= Antique vehicle registration =

Antique vehicle license plates

Antique vehicle registration is a special form of motor vehicle registration for vehicles that are considered antique, classic, vintage, or historic. The specific term used and the definition of a qualifying vehicle vary widely from country to country, as well as within a country, especially in federations like the United States, Germany, and Australia.

Typically, an antique vehicle is defined by its age at the time antique vehicle registration is sought. For instance, in the U.S. state of Connecticut, this age is 20 years; in Virginia, it is 25 years; in Arkansas, it is 45 years. Other examples include 30 years in the Australian state of Queensland, Sweden, and Brazil, and 35 years in Singapore. In the United Kingdom, vehicles built before 1 January 1973 are considered antique, although vehicles registered before 7 January 1973 are presumed to be manufactured in 1972 and are thus exempt from tax.

In Germany, vehicles that are at least 30 years old and have retained their original condition can be registered as "historic vehicles" and are eligible for a special "H" license plate, which signifies their status as a collector's item. This registration often comes with tax benefits and exemptions from certain modern vehicle regulations.

In Australia, the rules for antique vehicle registration vary between states. For example, in Queensland, vehicles older than 30 years can be registered under the "Special Interest Vehicle Scheme," which offers reduced registration fees and restrictions on vehicle use similar to those in the United States. The vehicle must be kept in its original condition, and usage is generally limited to car shows, club events, and occasional trips within the regulations.

In Sweden, antique vehicles (referred to as "veteranfordon") are those that are 30 years or older and in original condition. They benefit from reduced road taxes and relaxed inspection requirements, with inspections required only every two years instead of annually.

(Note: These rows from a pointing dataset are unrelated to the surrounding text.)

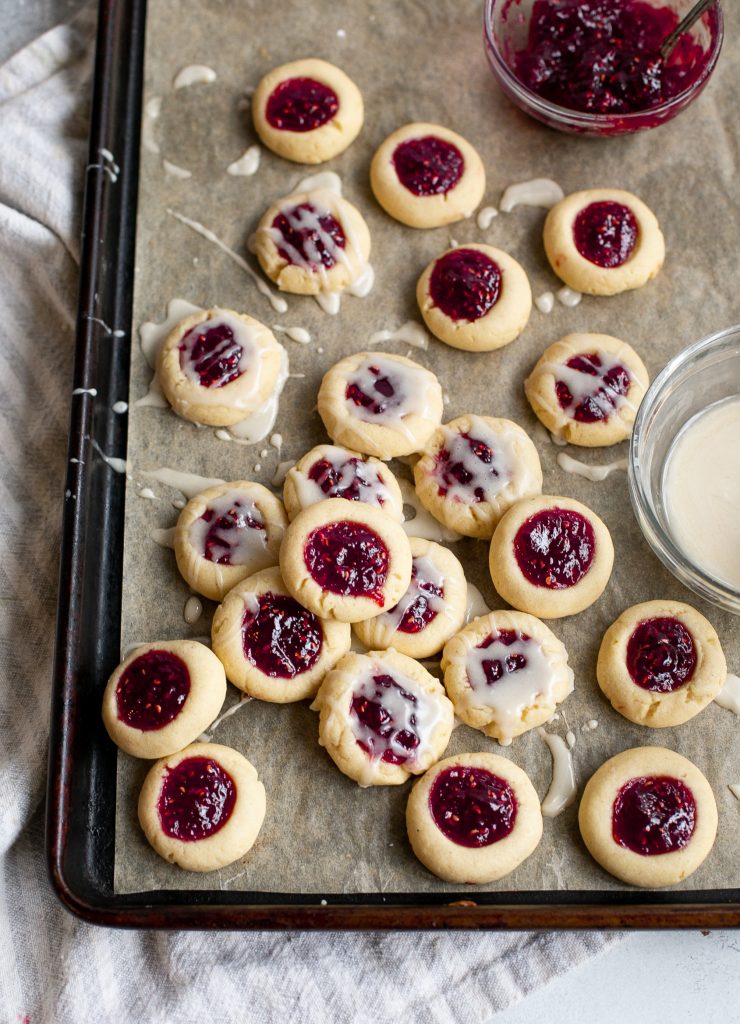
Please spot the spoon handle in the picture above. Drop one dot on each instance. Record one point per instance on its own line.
(666, 47)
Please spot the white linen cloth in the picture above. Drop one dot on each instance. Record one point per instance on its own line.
(53, 968)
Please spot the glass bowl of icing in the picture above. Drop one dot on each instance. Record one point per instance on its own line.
(684, 467)
(593, 67)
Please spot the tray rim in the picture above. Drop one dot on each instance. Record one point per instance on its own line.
(106, 287)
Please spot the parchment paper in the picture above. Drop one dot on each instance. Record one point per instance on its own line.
(420, 61)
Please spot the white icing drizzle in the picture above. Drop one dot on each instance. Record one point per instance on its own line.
(490, 478)
(366, 476)
(151, 334)
(409, 386)
(331, 302)
(118, 465)
(475, 605)
(409, 333)
(729, 695)
(206, 737)
(281, 472)
(323, 179)
(517, 688)
(421, 716)
(423, 523)
(277, 303)
(298, 334)
(245, 540)
(562, 790)
(248, 164)
(595, 473)
(486, 217)
(153, 109)
(256, 426)
(568, 297)
(193, 75)
(173, 171)
(538, 192)
(165, 538)
(192, 609)
(593, 386)
(187, 483)
(426, 571)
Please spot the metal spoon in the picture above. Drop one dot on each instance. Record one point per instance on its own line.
(666, 47)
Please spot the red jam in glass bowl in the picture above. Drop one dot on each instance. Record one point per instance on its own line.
(595, 66)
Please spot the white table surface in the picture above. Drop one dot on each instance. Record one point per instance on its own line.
(659, 977)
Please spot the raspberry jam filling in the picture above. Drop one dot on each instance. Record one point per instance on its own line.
(308, 238)
(661, 655)
(606, 233)
(230, 531)
(428, 166)
(387, 720)
(351, 479)
(348, 558)
(603, 55)
(468, 469)
(654, 814)
(465, 284)
(301, 104)
(279, 637)
(594, 389)
(151, 690)
(197, 799)
(555, 548)
(211, 354)
(472, 806)
(384, 392)
(503, 664)
(423, 601)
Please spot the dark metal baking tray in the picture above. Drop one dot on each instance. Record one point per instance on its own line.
(81, 803)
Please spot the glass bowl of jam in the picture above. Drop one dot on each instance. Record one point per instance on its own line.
(684, 467)
(594, 67)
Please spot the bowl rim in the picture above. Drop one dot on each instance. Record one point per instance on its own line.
(584, 119)
(680, 564)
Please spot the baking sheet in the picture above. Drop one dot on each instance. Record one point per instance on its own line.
(412, 61)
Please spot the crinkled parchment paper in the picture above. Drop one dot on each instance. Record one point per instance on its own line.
(414, 61)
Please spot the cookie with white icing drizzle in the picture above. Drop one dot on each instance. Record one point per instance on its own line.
(307, 111)
(586, 388)
(383, 718)
(346, 560)
(473, 469)
(162, 696)
(473, 818)
(426, 175)
(203, 807)
(226, 534)
(506, 673)
(312, 242)
(431, 610)
(380, 403)
(551, 556)
(218, 367)
(330, 471)
(648, 816)
(603, 241)
(271, 646)
(660, 663)
(475, 297)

Japan has a unique system where vehicles over 10 years old can face increased taxes due to their age, but vehicles over 30 years old can be registered as "historic vehicles" if they meet certain preservation standards. These vehicles are eligible for special "classic car" plates, which signify their historical value.

Antique vehicle registration often provides benefits such as reduced or waived registration fees, exemption from vehicle inspection, and/or distinctive vehicle registration plates. However, this often comes with restrictions on the use of the vehicle. For example, in Virginia, antique vehicles can only be used for car club activities, parades, and other such events, along with occasional pleasure driving within 250 miles of the owner's residence. In contrast, Connecticut imposes no such restrictions on vehicles registered as antiques. In Germany, historic vehicles are typically exempt from emission regulations but must still pass a special roadworthiness test every two years.

The special license plates issued for antique vehicles often feature unique designs and legends such as "Antique," "Historic," "Early American," or "Horseless Carriage." These plates may have separate number sequences and distinct color schemes, as seen in Brazil, where antique plates are gray on black, reversing the colors of standard plates. In some jurisdictions, such as Virginia and Tennessee, owners can opt for "Year of Manufacture" (YOM) plates, which are authentic plates from the vehicle's model year.

Tennessee permits the use of antique model year license plates for vehicles registered as antiques, provided the state-issued antique tag and registration are kept inside the vehicle for inspection. Similarly, Germany allows the use of vintage plates (often referred to as "H-Kennzeichen") for vehicles that meet specific historic criteria.